Prove some properties of ring homomorphism

abstract-algebraring-homomorphismring-theory

Let $R,S$ be rings and $\varphi : R\to S$ be a ring homomorphism. Verify that

  1. $\varphi(na) = n\varphi(a)$ for all $n\in\mathbb Z$ and $a\in R$.
  2. $\varphi(a^n) = (\varphi(a))^n$ for all $n\in\mathbb Z^+$ and all $a\in R$.
  3. If $A$ is a subring of $R$, then $\varphi(A) = \{\varphi(a):a\in A\}$ is a subring of $S$.

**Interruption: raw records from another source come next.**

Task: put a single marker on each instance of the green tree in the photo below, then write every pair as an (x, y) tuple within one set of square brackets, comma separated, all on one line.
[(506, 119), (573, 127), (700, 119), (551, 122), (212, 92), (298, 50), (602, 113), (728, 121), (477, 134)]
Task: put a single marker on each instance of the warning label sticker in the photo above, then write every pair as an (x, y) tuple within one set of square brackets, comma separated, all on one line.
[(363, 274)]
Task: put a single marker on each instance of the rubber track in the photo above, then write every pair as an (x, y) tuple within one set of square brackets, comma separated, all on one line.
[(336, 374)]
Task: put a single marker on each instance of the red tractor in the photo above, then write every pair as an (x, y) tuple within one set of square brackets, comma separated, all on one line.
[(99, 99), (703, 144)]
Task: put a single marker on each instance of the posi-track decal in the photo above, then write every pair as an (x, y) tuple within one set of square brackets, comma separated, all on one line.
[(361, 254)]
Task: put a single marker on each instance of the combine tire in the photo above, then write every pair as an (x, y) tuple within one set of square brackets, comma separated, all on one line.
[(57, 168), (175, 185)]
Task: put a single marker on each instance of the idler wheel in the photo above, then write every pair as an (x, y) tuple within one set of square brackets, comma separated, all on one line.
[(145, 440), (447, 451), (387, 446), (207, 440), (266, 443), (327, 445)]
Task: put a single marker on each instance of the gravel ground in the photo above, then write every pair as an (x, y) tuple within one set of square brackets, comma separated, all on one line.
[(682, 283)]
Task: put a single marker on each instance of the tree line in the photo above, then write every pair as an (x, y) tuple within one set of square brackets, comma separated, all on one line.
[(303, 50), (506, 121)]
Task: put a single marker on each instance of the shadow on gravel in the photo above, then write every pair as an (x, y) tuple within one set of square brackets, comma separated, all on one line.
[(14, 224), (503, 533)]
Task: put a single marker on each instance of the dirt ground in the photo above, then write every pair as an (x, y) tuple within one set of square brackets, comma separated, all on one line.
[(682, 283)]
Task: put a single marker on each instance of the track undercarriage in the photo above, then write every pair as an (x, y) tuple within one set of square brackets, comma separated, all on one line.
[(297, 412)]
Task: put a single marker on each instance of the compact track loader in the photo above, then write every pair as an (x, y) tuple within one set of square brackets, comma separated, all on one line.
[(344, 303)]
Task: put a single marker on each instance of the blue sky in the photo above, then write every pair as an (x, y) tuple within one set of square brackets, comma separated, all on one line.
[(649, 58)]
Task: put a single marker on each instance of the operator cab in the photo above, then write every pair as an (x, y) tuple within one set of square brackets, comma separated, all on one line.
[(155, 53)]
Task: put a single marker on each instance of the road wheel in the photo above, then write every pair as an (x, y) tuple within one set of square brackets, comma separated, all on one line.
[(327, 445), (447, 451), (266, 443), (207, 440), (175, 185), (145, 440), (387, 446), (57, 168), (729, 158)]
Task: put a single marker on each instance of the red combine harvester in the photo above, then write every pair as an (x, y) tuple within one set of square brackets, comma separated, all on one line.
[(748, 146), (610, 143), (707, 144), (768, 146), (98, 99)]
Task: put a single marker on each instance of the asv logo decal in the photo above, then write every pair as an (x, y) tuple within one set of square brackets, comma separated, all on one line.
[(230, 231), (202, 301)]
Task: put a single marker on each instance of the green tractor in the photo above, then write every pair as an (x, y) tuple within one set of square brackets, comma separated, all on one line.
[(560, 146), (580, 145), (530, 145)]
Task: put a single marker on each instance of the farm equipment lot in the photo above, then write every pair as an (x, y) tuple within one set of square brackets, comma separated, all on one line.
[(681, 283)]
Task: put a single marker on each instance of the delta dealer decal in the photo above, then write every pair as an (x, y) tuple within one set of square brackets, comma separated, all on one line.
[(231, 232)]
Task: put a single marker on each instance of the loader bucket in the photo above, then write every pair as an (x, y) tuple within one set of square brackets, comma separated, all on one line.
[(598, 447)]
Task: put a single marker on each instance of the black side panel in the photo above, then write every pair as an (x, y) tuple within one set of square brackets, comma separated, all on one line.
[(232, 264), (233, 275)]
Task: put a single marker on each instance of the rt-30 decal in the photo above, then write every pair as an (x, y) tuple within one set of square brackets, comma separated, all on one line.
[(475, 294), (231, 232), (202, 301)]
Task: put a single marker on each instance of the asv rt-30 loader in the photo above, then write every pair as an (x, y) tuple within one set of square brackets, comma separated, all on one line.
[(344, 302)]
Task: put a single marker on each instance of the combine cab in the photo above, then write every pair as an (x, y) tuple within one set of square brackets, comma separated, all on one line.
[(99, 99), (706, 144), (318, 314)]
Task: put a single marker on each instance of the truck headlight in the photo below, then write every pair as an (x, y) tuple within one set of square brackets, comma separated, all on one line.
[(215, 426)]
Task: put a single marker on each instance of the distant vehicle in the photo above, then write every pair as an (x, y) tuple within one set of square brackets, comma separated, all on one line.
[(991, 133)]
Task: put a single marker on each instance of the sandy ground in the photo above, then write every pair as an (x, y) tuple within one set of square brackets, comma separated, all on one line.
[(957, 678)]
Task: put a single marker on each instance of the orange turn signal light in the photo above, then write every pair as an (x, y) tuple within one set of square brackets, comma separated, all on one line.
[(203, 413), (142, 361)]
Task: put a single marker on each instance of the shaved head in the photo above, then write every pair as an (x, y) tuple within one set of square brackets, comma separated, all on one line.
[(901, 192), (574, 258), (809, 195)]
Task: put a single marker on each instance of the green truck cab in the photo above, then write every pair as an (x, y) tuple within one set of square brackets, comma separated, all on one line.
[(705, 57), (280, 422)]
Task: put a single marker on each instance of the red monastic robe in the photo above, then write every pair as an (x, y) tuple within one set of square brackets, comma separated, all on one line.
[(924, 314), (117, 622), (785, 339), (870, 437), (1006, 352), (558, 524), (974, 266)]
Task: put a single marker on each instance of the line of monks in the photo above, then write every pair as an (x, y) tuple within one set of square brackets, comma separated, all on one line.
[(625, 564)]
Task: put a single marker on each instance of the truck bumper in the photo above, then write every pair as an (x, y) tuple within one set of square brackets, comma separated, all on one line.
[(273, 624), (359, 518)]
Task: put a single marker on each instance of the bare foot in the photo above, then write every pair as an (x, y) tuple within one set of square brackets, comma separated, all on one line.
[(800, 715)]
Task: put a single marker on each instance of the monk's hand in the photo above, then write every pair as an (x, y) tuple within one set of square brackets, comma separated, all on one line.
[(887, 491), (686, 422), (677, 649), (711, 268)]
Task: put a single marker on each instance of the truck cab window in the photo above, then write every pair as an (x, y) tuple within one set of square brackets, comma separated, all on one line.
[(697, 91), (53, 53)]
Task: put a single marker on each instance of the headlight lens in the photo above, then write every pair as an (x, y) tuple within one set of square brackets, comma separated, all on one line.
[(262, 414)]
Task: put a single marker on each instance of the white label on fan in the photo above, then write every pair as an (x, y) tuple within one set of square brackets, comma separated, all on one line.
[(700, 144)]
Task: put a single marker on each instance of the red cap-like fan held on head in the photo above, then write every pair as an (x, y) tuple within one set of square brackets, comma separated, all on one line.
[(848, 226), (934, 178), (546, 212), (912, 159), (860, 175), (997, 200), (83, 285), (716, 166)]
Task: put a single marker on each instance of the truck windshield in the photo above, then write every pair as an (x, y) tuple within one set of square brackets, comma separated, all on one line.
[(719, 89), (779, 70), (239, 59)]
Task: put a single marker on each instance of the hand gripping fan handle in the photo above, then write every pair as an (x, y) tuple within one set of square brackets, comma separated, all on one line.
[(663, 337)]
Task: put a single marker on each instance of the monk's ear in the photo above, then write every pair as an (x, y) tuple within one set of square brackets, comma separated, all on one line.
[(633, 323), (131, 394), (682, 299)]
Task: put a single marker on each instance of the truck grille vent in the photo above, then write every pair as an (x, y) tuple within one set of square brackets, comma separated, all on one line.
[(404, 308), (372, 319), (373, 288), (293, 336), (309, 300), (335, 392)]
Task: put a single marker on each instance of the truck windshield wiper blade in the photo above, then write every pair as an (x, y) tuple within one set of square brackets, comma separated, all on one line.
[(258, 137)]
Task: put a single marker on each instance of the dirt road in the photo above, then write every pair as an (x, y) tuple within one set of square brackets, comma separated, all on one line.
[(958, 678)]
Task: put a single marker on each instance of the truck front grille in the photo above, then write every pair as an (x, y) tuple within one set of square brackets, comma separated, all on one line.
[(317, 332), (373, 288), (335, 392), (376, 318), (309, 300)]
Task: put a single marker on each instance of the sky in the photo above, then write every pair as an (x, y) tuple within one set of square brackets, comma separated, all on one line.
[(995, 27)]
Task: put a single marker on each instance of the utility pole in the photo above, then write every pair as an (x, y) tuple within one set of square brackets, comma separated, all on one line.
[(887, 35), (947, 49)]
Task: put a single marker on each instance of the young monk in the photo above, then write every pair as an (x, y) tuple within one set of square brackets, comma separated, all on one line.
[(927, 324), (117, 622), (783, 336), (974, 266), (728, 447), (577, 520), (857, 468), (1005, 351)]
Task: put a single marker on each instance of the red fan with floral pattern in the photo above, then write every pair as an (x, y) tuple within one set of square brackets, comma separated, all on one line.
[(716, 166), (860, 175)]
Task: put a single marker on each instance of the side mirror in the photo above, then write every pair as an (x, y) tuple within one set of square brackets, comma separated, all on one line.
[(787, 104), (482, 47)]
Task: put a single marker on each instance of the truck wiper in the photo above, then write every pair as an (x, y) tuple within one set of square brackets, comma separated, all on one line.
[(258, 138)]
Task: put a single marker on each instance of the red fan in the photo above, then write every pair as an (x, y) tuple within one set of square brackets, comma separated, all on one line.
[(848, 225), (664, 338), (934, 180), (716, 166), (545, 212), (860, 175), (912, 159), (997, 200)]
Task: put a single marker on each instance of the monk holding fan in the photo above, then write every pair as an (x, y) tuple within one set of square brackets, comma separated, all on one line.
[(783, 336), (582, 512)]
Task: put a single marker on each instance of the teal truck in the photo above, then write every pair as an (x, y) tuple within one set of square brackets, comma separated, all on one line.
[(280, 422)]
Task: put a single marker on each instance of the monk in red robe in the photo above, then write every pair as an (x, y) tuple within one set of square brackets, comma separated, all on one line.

For (1) I have the following:
$$
\begin{split}
\varphi(na) &= \varphi((n-1)a+a) \\
&= \varphi((n-1)a)+\varphi(a) \\
&= (n-1)\varphi(a)+\varphi(a)\\
&= n\varphi(a).
\end{split}
$$

For (2): For $n=1$, we have $\varphi(a) = \varphi(a)$. Suppose for some $n\in\mathbb Z^+$ that $\varphi(a^n)=(\varphi(a))^n$. Observe:
$$
\begin{split}
\varphi(a^n) & =(\varphi(a))^n \\
\varphi(a)\cdot \varphi(a^n) & =\varphi(a)\cdot (\varphi(a))^n \\
\varphi(a \cdot a^n) & =(\varphi(a))^{n+1} \\
\varphi( a^{n+1}) & =(\varphi(a))^{n+1} \\
\end{split}
$$

For (3): I verify for $a,b\in\varphi(A)$ then $a-b\in\varphi(A)$ and $a\cdot b\in \varphi(A)$ (for brevity).

  • Well, $0\in A \implies 0 \in \varphi(A) $
  • For $a,b \in \varphi(A)$ we have $\varphi(a) – \varphi(b) = \varphi(a-b)$, thus, verified, because $a-b\in A$.
  • For $a,b \in \varphi(A)$, we have $\varphi(a) \cdot \varphi(b) = \varphi (a\cdot b)$, thus, verified, because $a\cdot b \in A$.

Did I do these right? Feedback appreciated!

Best Answer

For the first property, use induction to show that $\phi(na) = n\phi(a)$ for all $a$ and $n\geq 0$. This is actually what you have done.

For negative $n$ one must be careful. For $n>0$ put $(-n)a = -(na)$, which is the additive inverse of $na$. This part is then true simply by definition.